In the committed subtype, the CD14 and CD163 genes were upregulated instead. The committed subtype also had more advanced myelomonocytic differentiation. This subtype was also associated with mutations of the NRAS and FLT3-TKD genes. 29 percent of the committed subtype samples saw a gene expression pattern similar to wild type FLT3 yet contained the FLT3-ITD mutation.

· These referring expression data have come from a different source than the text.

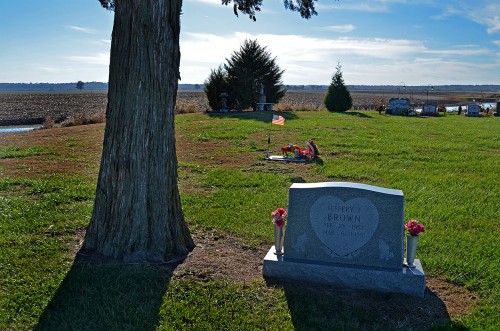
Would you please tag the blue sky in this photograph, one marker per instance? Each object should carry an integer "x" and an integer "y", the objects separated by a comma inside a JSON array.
[{"x": 377, "y": 42}]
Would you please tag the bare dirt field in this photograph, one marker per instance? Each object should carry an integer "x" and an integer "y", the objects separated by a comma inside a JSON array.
[{"x": 25, "y": 108}]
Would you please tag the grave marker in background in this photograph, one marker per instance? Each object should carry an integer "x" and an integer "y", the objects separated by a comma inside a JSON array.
[{"x": 345, "y": 234}]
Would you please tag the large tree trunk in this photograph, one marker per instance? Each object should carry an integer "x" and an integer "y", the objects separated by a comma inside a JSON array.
[{"x": 137, "y": 211}]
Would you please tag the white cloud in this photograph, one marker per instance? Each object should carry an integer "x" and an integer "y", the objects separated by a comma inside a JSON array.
[
  {"x": 483, "y": 12},
  {"x": 47, "y": 69},
  {"x": 338, "y": 28},
  {"x": 100, "y": 59},
  {"x": 312, "y": 60}
]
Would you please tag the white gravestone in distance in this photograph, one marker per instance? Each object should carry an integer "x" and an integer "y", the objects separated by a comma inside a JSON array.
[{"x": 346, "y": 234}]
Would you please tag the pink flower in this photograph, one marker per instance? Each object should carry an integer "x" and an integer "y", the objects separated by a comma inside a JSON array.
[
  {"x": 280, "y": 211},
  {"x": 414, "y": 228},
  {"x": 278, "y": 217}
]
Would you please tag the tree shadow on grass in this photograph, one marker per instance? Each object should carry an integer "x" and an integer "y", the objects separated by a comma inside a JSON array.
[
  {"x": 261, "y": 116},
  {"x": 107, "y": 296},
  {"x": 329, "y": 308}
]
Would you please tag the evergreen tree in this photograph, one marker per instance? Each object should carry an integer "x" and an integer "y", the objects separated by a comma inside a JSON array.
[
  {"x": 215, "y": 85},
  {"x": 338, "y": 98},
  {"x": 248, "y": 69},
  {"x": 137, "y": 212}
]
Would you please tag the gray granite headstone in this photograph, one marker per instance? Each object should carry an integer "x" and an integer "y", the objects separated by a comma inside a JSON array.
[
  {"x": 345, "y": 234},
  {"x": 345, "y": 223}
]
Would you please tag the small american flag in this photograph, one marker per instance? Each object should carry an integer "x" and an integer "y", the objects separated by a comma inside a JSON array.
[{"x": 278, "y": 120}]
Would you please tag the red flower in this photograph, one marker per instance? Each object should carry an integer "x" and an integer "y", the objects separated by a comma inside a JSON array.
[
  {"x": 279, "y": 222},
  {"x": 414, "y": 228},
  {"x": 278, "y": 217}
]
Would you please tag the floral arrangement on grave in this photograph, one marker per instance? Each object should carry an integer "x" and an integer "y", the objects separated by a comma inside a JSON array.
[
  {"x": 414, "y": 228},
  {"x": 279, "y": 217}
]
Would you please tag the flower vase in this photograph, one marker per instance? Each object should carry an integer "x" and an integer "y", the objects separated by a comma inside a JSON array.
[
  {"x": 411, "y": 250},
  {"x": 278, "y": 240}
]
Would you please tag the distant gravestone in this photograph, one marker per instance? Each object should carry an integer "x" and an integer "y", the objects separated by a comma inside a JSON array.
[
  {"x": 398, "y": 106},
  {"x": 345, "y": 234},
  {"x": 429, "y": 110}
]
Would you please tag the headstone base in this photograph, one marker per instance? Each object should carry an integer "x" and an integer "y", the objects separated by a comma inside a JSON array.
[{"x": 408, "y": 280}]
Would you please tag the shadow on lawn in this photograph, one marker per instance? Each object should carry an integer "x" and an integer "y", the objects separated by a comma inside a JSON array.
[
  {"x": 107, "y": 296},
  {"x": 326, "y": 308}
]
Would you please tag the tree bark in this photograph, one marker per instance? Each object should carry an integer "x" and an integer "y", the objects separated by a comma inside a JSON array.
[{"x": 137, "y": 213}]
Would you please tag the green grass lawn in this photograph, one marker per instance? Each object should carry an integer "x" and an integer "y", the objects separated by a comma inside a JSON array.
[{"x": 448, "y": 169}]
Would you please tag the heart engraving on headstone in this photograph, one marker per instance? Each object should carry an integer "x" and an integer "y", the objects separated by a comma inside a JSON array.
[{"x": 344, "y": 227}]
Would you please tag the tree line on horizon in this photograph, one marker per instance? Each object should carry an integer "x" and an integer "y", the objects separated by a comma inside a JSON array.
[{"x": 97, "y": 86}]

About Acute Myeloid Leukemia (AML)
Acute myeloid leukemia, also known as acute myelogenous leukemia, is a type of blood cancer which affects myeloblasts, stem cells that would normally develop into myeloid white blood cells. There are a number of risk factors for acute myeloid leukemia, including other blood disorders such as myelodysplastic syndrome, family history, certain genetic variants, chemical exposure (including chemotherapy agents), and radiation. Symptoms include an increased risk of infection, easy bruising and bleeding, fatigue, shortness of breath, fever, weight and appetite loss, anemia, and bone/joint pain. Treatment for this cancer is most often chemotherapy or stem cell transplant; there are very limited options for patients with relapsed disease. The five year survival rate for acute myeloid leukemia is only 27 percent in the US. There is a clear need for more effective treatments for this cancer. To learn more about acute myeloid leukemia, click here.
Why Does it Matter?
The results of this study have revealed critical information about NPM1-mutated AML. The genetic differences between the primitive and committed subtypes are important. Overall, the primitive subtype is less likely to respond effectively to treatment in comparison to the committed subtype. The FLT3-ITD mutation is of particular concern when found alongside NPM1 as this mutation is associated with a lowered chance of remission with chemotherapy and 70 percent relapse risk.
The relapse risk is around 40 percent for NPM1 patients with FLT3 wild type, yet 37 percent of the wild type samples fell under the primitive subtype. All of these different subtypes, mutations, and variants may sound confusing, but it is clear that understanding each patient’s individual cancer characteristics can be important predictors of treatment outcomes. More targeted therapies based on the newly discovered primitive and committed subtypes could play a major role in improving future treatment.
The researchers have already compiled a list of therapies that could have the potential to benefit patients with these two subtypes, and it is possible that drugs used to treat other types if cancer could make a difference for these patients. Two drugs were found to effectively target the primitive subtype in the lab setting, providing a potential basis for a future trials. Overall, identifying these distinctions in AML are critical for bettering the lives of patients.